Chopping up chopping boards

Up until now I have been extruding HDPE onto foam board because it was the only thing that it sticks to well enough. However, it has a couple of failings: It is not strong enough to completely resist the warping caused by the HDPE and it is not reusable because the surface gets ripped off.

I have tried many other surfaces including various woods and metals (with and without primer), melamine and several other types of foam board but nothing worked. Obviously HDPE sticks to HDPE so I decided to investigate that further.

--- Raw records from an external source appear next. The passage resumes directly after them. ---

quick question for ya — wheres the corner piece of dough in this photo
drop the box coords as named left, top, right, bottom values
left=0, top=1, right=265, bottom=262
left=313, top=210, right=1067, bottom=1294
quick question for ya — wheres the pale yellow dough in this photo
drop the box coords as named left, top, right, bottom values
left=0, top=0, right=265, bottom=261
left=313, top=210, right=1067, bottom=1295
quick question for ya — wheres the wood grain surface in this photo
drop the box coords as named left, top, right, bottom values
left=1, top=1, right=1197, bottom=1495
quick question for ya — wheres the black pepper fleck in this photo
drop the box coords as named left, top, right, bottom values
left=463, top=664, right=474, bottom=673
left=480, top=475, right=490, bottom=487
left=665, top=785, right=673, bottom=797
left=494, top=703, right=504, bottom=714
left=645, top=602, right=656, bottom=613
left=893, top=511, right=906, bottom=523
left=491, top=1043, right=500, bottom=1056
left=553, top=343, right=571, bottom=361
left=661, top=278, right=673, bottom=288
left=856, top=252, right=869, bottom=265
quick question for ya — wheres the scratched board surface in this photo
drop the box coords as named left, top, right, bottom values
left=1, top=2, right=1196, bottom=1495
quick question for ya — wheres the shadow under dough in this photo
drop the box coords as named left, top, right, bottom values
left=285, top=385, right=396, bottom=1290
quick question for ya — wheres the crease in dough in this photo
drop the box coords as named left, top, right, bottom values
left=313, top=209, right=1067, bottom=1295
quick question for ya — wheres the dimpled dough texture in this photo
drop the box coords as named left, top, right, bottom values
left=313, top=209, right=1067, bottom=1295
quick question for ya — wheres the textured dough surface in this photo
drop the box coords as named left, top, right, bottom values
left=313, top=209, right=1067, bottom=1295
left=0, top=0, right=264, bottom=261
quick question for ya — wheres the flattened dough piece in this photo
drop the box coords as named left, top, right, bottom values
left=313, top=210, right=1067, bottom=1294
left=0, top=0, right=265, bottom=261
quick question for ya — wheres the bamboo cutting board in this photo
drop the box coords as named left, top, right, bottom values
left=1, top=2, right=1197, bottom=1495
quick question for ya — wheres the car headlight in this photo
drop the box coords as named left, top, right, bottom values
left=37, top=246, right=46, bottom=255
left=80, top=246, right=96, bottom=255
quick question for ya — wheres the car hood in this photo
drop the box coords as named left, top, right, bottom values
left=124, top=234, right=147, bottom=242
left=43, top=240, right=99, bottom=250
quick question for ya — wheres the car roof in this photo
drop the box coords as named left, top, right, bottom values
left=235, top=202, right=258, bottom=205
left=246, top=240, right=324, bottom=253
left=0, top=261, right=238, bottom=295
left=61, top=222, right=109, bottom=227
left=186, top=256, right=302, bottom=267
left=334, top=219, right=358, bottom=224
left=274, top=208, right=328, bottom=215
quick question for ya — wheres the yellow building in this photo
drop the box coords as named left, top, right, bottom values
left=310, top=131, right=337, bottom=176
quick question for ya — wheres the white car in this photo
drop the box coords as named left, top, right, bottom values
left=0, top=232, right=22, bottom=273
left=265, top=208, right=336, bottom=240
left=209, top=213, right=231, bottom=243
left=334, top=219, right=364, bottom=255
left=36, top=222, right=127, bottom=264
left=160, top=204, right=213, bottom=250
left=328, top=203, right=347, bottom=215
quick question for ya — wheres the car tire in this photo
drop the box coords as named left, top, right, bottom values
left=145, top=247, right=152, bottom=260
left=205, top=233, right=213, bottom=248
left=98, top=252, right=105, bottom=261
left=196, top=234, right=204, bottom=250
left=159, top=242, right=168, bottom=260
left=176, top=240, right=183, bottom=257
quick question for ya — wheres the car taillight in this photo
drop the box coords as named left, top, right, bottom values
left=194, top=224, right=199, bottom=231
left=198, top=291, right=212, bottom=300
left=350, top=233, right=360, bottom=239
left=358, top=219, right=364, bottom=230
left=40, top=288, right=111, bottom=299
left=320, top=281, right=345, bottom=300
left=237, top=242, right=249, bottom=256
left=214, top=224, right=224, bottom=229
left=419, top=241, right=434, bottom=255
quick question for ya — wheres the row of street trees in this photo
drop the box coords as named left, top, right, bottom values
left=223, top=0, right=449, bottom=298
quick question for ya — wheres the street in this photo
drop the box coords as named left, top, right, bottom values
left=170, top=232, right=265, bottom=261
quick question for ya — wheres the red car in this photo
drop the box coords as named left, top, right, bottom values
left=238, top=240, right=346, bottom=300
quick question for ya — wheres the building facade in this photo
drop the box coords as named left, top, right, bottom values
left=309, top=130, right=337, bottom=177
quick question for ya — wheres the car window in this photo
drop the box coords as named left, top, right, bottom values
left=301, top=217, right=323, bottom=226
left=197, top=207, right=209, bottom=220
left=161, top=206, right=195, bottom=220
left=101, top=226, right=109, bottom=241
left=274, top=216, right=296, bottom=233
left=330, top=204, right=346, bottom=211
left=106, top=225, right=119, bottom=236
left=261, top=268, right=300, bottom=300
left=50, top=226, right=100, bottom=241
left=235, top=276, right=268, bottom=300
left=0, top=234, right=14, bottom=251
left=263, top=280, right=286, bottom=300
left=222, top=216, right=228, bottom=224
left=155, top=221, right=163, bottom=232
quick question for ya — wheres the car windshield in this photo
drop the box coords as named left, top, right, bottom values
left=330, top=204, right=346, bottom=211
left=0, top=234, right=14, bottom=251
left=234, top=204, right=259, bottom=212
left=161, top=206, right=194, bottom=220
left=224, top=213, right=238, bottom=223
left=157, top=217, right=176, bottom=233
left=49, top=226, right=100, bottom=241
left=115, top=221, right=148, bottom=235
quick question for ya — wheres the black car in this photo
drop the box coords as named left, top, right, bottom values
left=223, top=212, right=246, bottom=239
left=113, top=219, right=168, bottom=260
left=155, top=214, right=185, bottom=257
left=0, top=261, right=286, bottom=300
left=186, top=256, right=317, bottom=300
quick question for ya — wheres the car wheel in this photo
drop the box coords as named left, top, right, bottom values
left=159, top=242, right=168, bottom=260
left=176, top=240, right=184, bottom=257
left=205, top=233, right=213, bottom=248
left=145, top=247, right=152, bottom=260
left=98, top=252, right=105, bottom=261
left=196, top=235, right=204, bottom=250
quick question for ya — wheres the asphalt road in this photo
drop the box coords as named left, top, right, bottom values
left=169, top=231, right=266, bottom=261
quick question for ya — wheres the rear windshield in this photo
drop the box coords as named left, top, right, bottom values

My first idea was to use a thin sheet of HDPE cut from a milk bottle. This makes a nice surface to extrude onto but the problem is holding it down. I first stuck it down with double sided tape but the heat melts the glue. Sticking it to a sheet of aluminium to take the heat away improved matters and I was able to get slightly less warping than with foam board.



To compare the warping on different base materials I made a test shape that is a 40mm x 10mm x 20mm open box with 1mm walls and measured how much the corners lift using a simple jig.



With foam board I was getting 0.83mm lift between corners and the middle. With HDPE stuck to aluminium I got 0.76mm. Not much better because the glue of the sticky tape stretches under the curling force.

I needed a thick HDPE base and I had heard that plastic kitchen chopping boards are made from HDPE. I bought a new one from ASDA which looks like this :-



It is 5mm thick, opaque and quite rigid. I realised it was very different from the other chopping boards we have which I think came from IKEA.



These are 10mm thick and made from a softer, more translucent plastic. To find out which was HDPE I used the flow chart on this website www.texloc.com/ztextonly/clplasticid.htm. I concluded the thin hard one from ASDA is HDPE and the thicker softer one from IKEA is PP. HDPE seems to stick equally well to both of them but the HDPE one warped a bit when it was only held down with masking tape, so I decided to go with the PP one. I cut it up and bolted it down to my XY-table. It was a bit curved due to years of dishwasher use but bolting it down pulled it flat.



Surprisingly, if I lay down a raft at 200°C it sticks well but can be easily prized off again with a penknife. The board is marked slightly but it can be reused over and over again.



I extrude the object at 240°C so that it welds to the raft and itself, and I turn the fan on after the first layer so that the object cools to room temp as fast as possible.

The board is strong enough to hold the object completely flat while it is attached but when it is removed it does still curl a bit. I measured 0.44mm on my jig so that is about half the curling I was getting with foam board. Other than extruding onto a convex surface, I think that is the best that can be achieved for that shape with HDPE at room temperature. Here are the three tests side by side :-



Next I will look at different solid shapes to see if they warp more or less.

1 comment:

  1. nice! that looks really good!!!

    i'm going to have to go out and get a cutting board. keep up the good research... this stuff is super helpful.